タスクアンビエント照明
タスクアンビエント照明(TAL:Task and Ambient Lighting)は、室内全体を均一に照らす「アンビエント照明(全般照明)」と、作業を行う机上面などの局所を明るくする「タスク照明(局所照明)」を組み合わせることで、執務環境の快適性を維持しつつ、建築物全体の照明エネルギー消費量を大幅に削減する照明設計手法である。
従来の日本のオフィスビルにおいて標準的であった、天井照明のみで床面から机上面まで空間全体を一律に750lx(ルクス)以上の高照度で照らし出す方式とは根本的に異なり、光を必要とする「場所」と「時間」に絞って効率的に明るさを供給する合理的な考え方に基づいている。
照度比の設計基準と眼精疲労の防止
日本産業規格(JIS Z 9110)において、一般的なオフィスの事務作業(PC作業や書類の読み書き)に推奨される机上面の維持照度は500lxから750lx程度とされている。タスクアンビエント照明を導入する場合、天井のアンビエント照明によって空間全体のベース照度を250lxから300lx程度に抑え、不足する手元の明るさをデスクスタンドなどのタスク照明で局所的に補う設計とする。
この設計において極めて重要な指標となるのが、周囲の明るさと手元の明るさのコントラスト(照度比)である。
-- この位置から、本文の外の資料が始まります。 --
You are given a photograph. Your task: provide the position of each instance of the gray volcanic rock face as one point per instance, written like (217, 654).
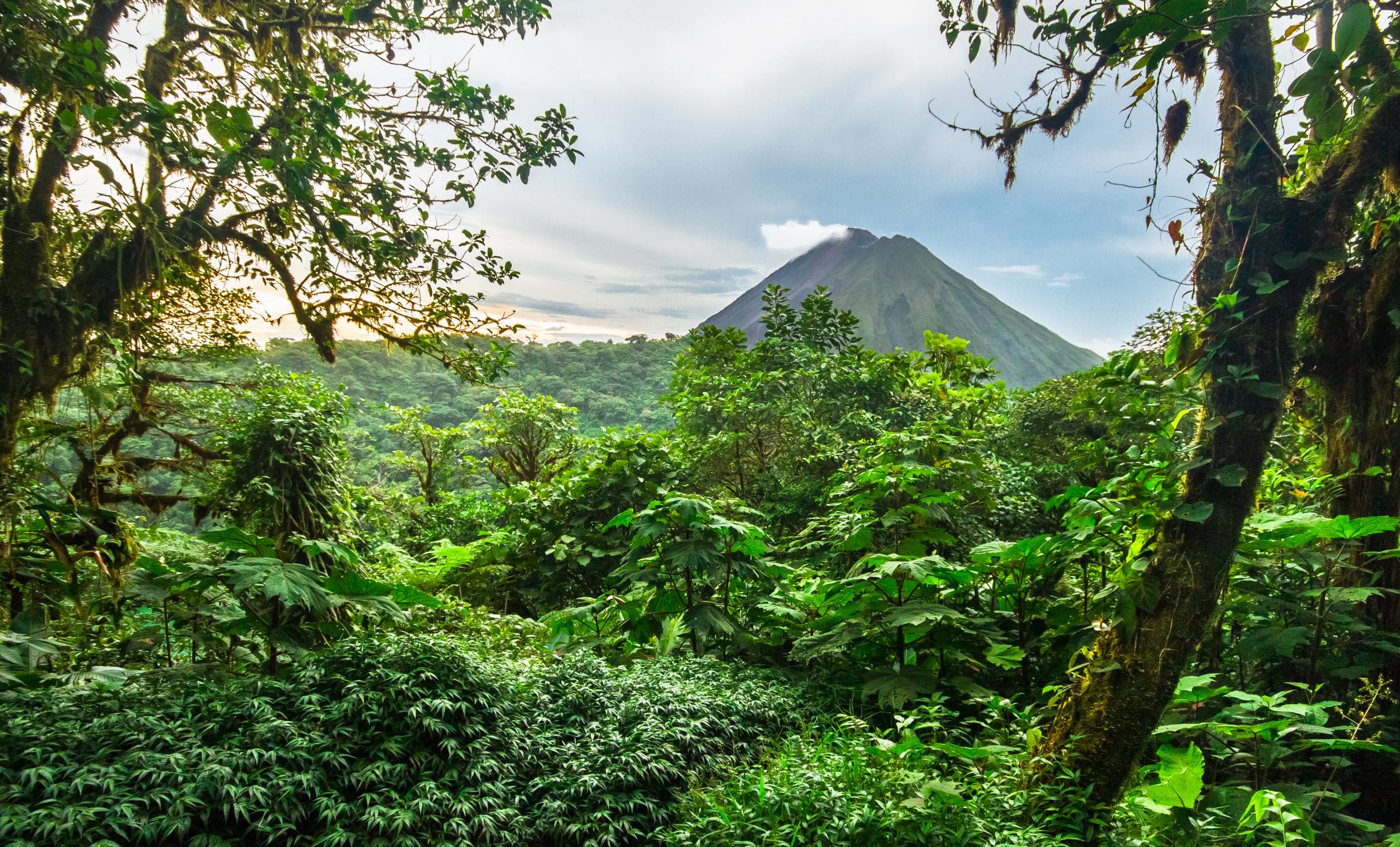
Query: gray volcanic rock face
(898, 289)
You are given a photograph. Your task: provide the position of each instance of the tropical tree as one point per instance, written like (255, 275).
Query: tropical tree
(282, 147)
(1269, 233)
(525, 439)
(286, 471)
(435, 454)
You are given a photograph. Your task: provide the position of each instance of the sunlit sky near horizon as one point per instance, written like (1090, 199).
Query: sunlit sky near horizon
(721, 139)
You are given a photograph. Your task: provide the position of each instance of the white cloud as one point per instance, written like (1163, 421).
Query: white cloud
(794, 236)
(1032, 270)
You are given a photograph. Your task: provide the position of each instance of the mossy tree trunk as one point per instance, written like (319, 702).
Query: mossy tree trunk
(1357, 362)
(1109, 713)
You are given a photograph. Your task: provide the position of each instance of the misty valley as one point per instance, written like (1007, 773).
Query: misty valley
(324, 523)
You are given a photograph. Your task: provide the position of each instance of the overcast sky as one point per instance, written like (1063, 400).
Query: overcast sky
(724, 138)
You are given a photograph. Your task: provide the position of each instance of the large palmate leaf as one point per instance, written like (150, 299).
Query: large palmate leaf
(1180, 779)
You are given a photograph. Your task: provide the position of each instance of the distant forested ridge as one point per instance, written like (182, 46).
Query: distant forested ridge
(611, 384)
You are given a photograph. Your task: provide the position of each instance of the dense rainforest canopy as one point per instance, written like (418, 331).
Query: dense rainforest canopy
(679, 591)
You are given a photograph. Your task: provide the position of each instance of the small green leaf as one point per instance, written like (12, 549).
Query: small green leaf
(1351, 29)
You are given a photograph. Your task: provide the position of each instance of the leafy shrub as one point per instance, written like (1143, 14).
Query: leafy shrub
(925, 786)
(407, 741)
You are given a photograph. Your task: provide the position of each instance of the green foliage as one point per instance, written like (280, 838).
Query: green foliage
(286, 470)
(925, 783)
(690, 568)
(404, 740)
(525, 440)
(769, 425)
(435, 456)
(562, 538)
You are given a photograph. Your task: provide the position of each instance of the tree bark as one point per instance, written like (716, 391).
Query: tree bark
(1109, 713)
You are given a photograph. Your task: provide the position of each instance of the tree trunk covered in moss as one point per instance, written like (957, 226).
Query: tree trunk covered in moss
(1356, 362)
(1109, 713)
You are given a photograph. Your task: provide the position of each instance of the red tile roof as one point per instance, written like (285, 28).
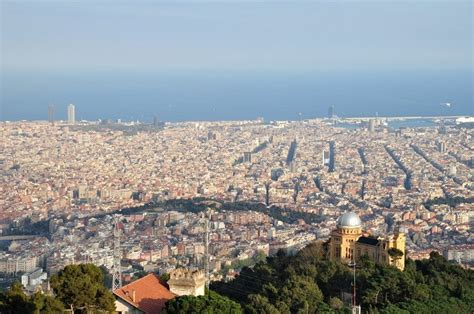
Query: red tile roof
(150, 294)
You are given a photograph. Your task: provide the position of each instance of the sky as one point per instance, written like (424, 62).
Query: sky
(240, 35)
(187, 60)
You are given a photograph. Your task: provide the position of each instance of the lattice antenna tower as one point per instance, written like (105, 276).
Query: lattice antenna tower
(206, 242)
(116, 269)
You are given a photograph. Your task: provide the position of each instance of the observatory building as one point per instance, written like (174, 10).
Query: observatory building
(349, 243)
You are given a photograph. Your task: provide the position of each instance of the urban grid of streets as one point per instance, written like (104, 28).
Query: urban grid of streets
(71, 173)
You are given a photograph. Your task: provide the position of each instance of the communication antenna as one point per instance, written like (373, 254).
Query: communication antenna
(116, 268)
(206, 241)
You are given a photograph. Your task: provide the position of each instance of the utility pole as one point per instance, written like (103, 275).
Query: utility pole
(355, 308)
(116, 269)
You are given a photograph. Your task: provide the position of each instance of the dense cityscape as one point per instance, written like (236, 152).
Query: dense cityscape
(236, 157)
(77, 176)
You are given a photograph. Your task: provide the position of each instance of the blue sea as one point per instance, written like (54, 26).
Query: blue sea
(233, 95)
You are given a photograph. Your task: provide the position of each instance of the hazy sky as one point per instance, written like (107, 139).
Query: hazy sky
(329, 35)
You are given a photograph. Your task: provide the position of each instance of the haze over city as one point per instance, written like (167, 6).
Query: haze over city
(236, 157)
(224, 60)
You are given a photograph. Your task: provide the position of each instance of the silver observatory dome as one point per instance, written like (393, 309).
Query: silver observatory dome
(349, 220)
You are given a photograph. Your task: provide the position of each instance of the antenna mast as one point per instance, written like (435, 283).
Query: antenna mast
(116, 268)
(206, 241)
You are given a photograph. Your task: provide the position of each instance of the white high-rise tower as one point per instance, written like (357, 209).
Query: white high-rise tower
(71, 114)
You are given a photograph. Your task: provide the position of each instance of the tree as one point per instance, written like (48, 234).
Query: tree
(211, 303)
(81, 287)
(395, 254)
(16, 301)
(46, 304)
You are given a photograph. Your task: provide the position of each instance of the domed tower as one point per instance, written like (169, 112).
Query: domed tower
(343, 239)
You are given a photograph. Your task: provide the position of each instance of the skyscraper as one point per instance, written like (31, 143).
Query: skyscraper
(332, 157)
(51, 114)
(372, 125)
(156, 121)
(331, 112)
(71, 114)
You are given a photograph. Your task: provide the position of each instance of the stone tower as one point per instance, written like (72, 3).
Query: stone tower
(184, 281)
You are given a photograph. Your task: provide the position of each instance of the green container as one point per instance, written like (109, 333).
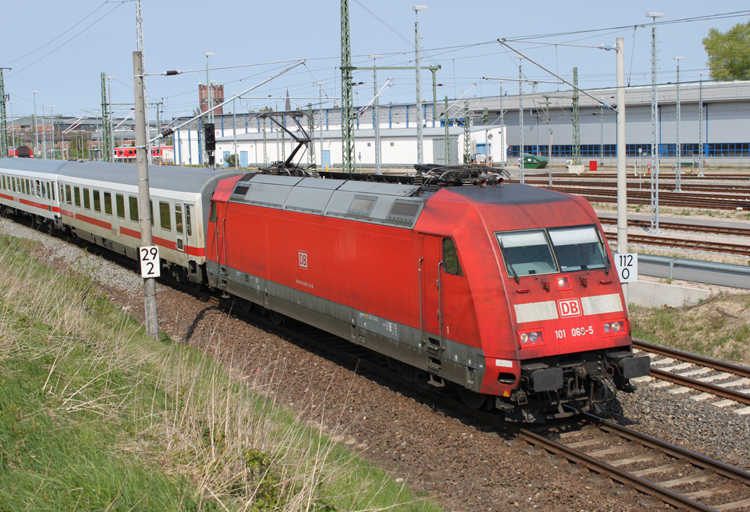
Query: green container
(534, 162)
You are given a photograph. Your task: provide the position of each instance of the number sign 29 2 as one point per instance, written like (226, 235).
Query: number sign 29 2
(149, 259)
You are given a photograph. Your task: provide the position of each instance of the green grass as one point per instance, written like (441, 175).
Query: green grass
(94, 415)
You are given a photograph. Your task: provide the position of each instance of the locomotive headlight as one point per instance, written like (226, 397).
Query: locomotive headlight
(531, 338)
(563, 283)
(614, 328)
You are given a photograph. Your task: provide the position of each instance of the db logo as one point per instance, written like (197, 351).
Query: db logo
(569, 307)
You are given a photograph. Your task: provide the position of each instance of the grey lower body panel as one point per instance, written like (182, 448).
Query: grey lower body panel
(443, 359)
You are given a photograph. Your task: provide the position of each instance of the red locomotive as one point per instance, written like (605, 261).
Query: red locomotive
(506, 293)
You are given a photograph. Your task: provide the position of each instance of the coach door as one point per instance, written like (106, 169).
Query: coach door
(184, 226)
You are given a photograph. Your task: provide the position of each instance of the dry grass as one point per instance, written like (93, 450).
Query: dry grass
(718, 327)
(189, 433)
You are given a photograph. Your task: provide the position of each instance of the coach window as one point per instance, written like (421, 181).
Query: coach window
(178, 219)
(188, 222)
(120, 204)
(164, 216)
(450, 258)
(133, 208)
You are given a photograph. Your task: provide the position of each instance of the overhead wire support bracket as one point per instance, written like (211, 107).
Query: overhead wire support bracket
(597, 100)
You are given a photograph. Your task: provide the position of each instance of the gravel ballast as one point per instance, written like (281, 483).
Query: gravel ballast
(459, 464)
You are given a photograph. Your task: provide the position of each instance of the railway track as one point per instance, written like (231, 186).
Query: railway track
(712, 378)
(663, 187)
(674, 226)
(674, 475)
(674, 199)
(700, 245)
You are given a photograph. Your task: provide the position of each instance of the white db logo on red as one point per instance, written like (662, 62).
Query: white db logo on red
(569, 307)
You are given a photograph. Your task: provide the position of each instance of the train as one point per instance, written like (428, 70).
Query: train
(500, 292)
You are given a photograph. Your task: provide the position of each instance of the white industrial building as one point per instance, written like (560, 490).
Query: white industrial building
(547, 128)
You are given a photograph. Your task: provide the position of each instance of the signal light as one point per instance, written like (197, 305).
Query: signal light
(210, 130)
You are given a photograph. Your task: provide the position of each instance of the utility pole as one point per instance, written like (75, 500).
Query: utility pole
(209, 99)
(3, 121)
(520, 118)
(348, 161)
(446, 122)
(111, 114)
(376, 114)
(36, 130)
(144, 199)
(700, 127)
(142, 50)
(622, 185)
(678, 147)
(320, 108)
(311, 130)
(576, 120)
(106, 125)
(418, 69)
(654, 141)
(467, 134)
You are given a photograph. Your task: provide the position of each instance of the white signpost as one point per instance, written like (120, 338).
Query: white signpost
(627, 266)
(149, 259)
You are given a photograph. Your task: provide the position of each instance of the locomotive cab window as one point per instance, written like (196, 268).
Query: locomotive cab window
(526, 253)
(451, 264)
(578, 248)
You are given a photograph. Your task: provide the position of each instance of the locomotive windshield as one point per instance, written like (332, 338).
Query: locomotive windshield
(547, 251)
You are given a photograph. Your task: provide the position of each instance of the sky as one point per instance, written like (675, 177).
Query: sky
(60, 49)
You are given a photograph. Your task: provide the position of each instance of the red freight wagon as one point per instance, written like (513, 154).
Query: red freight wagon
(506, 293)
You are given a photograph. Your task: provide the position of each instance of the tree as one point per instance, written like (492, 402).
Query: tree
(729, 52)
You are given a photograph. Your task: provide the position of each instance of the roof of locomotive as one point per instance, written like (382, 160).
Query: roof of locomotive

タスク照明とアンビエント照明の照度比は「1:3」程度に収めることが推奨される。
アンビエント照明の照度を極端に落とし(例えば100lx以下)、タスク照明のみで手元を800lxなどに明るくしすぎると、パソコンのモニターと手元の書類、そして暗い周囲の空間との間で視線を移動させるたびに、眼の瞳孔の拡大・縮小が激しく繰り返される。これが著しい眼精疲労(疲れ目)や不快感の原因となるため、空間全体にある程度のベース照度を確保し、輝度対比を滑らかにすることが必須条件となる。
ZEB(ネット・ゼロ・エネルギー・ビル)と省エネ効果
日本の建築業界において推進されているZEB(ネット・ゼロ・エネルギー・ビル)の実現に向けて、タスクアンビエント照明は効果的な設備技術として位置づけられている。天井の照明器具の台数や出力を物理的に減らすことができるため、照明設備による消費電力(W/㎡)を従来方式と比較して約30%から50%近く削減することが可能となる。
さらに、照明器具から発生する熱量も減少するため、夏季の冷房負荷を低減させるという空調エネルギー上の二次的な省エネルギー効果も得られる。近年では人感センサーや昼光利用センサーと組み合わせ、人がいないエリアや窓際のアンビエント照明を自動的に消灯・調光制御する高度なシステムが広く普及している。
VDT作業におけるグレア対策と器具の選定
パソコンなどのディスプレイ画面を用いたVDT(Visual Display Terminals)作業が中心となる現代のオフィス環境においては、照明器具の選定に特有の配慮が求められる。
- アンビエント照明:天井埋込型や直付型のベースライトが用いられるが、光源の光がディスプレイ画面に直接映り込むこと(反射グレア)を防ぐため、下面にアルミルーバーや低輝度の乳白パネルを設けたグレアカット仕様の器具を選定する。
- タスク照明:個人のデスクに設置するLEDデスクスタンドや、フリーアドレスの長机の上部に配置するペンダント照明などが用いられる。手元の書類に影ができにくい多重影対策が施されたものや、作業者の目線に直接光源が入らないよう配光が制御された器具を採用する。
多様化する働き方と個別制御の利点
タスクアンビエント照明は、フリーアドレス制やABW(Activity Based Working)といった、働き方の多様化に柔軟に対応できるという大きなメリットを持っている。企画書の作成で集中したい場合は手元を明るくする、リラックスしてミーティングを行う場合はタスク照明を消してアンビエント照明の柔らかな光のみにするなど、作業内容や個人の好みに応じて光環境を最適化できる。
一律の全体照明では不可能であった「個人のタスクに応じた照明の個別制御」を実現し、省エネルギーと執務者の知的生産性(ウェルネス)の向上を両立させる合理的な設備手法として、多くの企業で採用が進んでいる。